Accordingly, high-density source populations of tigers exist in Corbett Tiger Reserve, Dudhwa National Park, Kishenpur Wildlife Sanctuary, Katarniaghat Wildlife Sanctuary and Pilibhit Tiger Reserve across Shivalik Hills and Gangetic landscape.
NTCA has identified forest ranges of Dholkhand, Kansrao, Haridwar, Motichur, Ramgarh and Chillawali forests West of Rajaji National Park in Uttarakhand as potential sites for relocation.

In the Central Indian landscape, Ranthambore, Kanha, Pench, Tadoba-Andhari Tiger Reserve and Bandhavgarh Tiger Reserve have a surplus tiger population. Kailadevi, Kuno Palpur Wildlife Sanctuary and Mukundara Hills Tiger Reserve in Rajasthan can take the big cat pressure from Ranthambore, according to NTCA.
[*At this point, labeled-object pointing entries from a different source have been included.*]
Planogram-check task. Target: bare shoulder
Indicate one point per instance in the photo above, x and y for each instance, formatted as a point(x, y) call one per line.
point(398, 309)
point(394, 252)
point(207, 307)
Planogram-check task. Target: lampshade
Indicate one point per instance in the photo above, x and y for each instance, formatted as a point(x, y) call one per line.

Sanjay Dubri Tiger Reserve, besides the newly-declared Guru Ghasidas National Park, Achanakmar Tiger Reserve, Udanti-Sitanadi Tiger Reserve, Indravati Tiger Reserve in Chhattisgarh and Palamau Tiger Reserve in Jharkhand, which have negligible tiger populations, could emerge as new tiger hubs in the days to come and accommodate surplus tiger populations from the overcrowded tiger reserves.
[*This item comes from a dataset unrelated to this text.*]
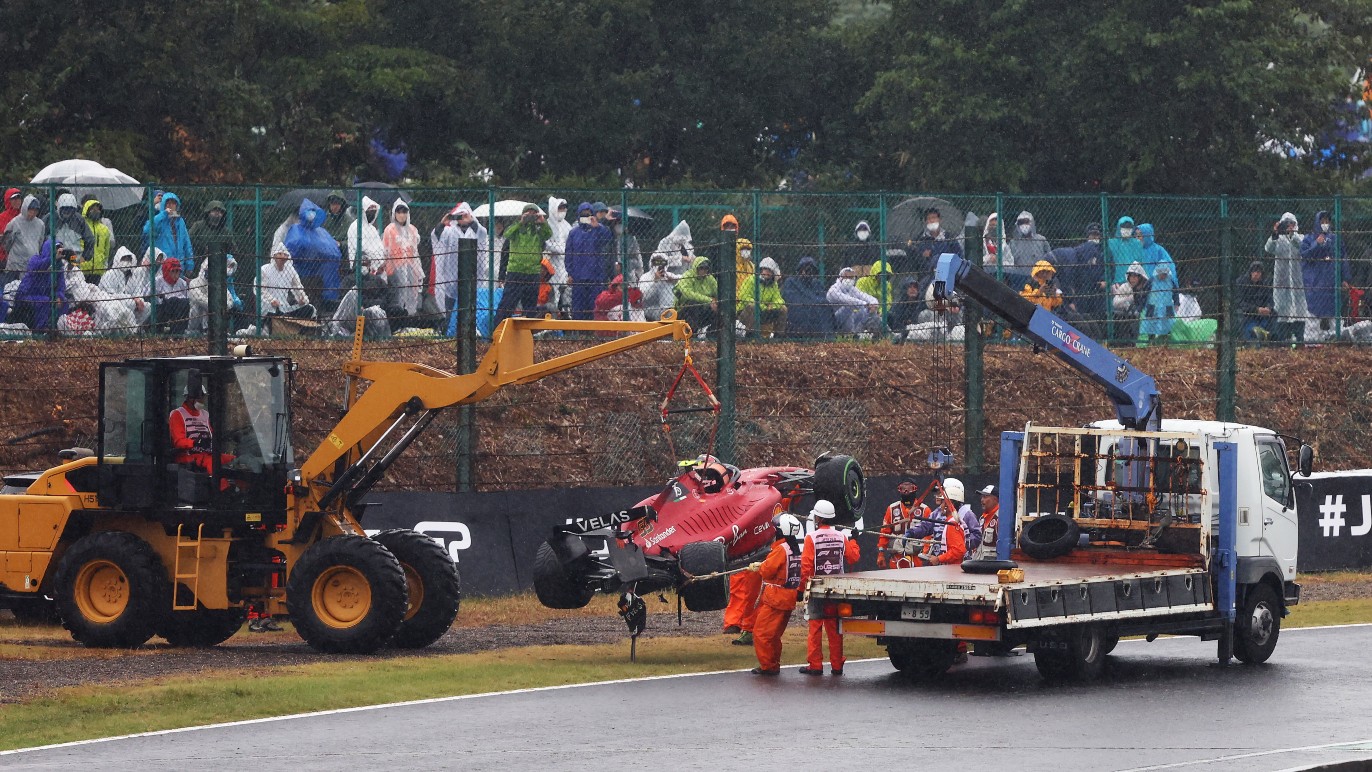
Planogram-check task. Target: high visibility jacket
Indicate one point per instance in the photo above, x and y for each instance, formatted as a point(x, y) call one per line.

For the Eastern Ghat landscape, Nagarjunsagar-Srisailam in Andhra Pradesh is the high density tiger reserve. Sri Lankamalleswara Wildlife Sanctuary, Sri Penusila Narasimha Wildlife Sanctuary, Sri Venkateswara National Park have been listed as probable sites for relocation of big cats.

As per NTCA SoP, the surplus tiger population from Bandipur, Nagarahole and BRT Tiger Reserves under Western Ghat landscape can be shifted to Bhadra, Dandeli-Anshi and Sahyadri tiger reserves and the protected areas of Goa.

Manas, Dampa and Buxa tiger reserves, Gorumara National Park, Jaldapara Wildlife Sanctuary and the forests of Karbi Anglong Hills, on the other hand, can cater to the high-density source tiger population  in Kaziranga and Orang Tiger Reserve in the North-East landscape.

Experts have appreciated the move saying that it has deviated from the previous conservation strategies focusing for the first time on landscape, rather than protected areas alone for relocation of big cats outside tiger reserves. The guidelines have also fixed responsibilities on the territorial forest department for tigers moving out of the protected areas.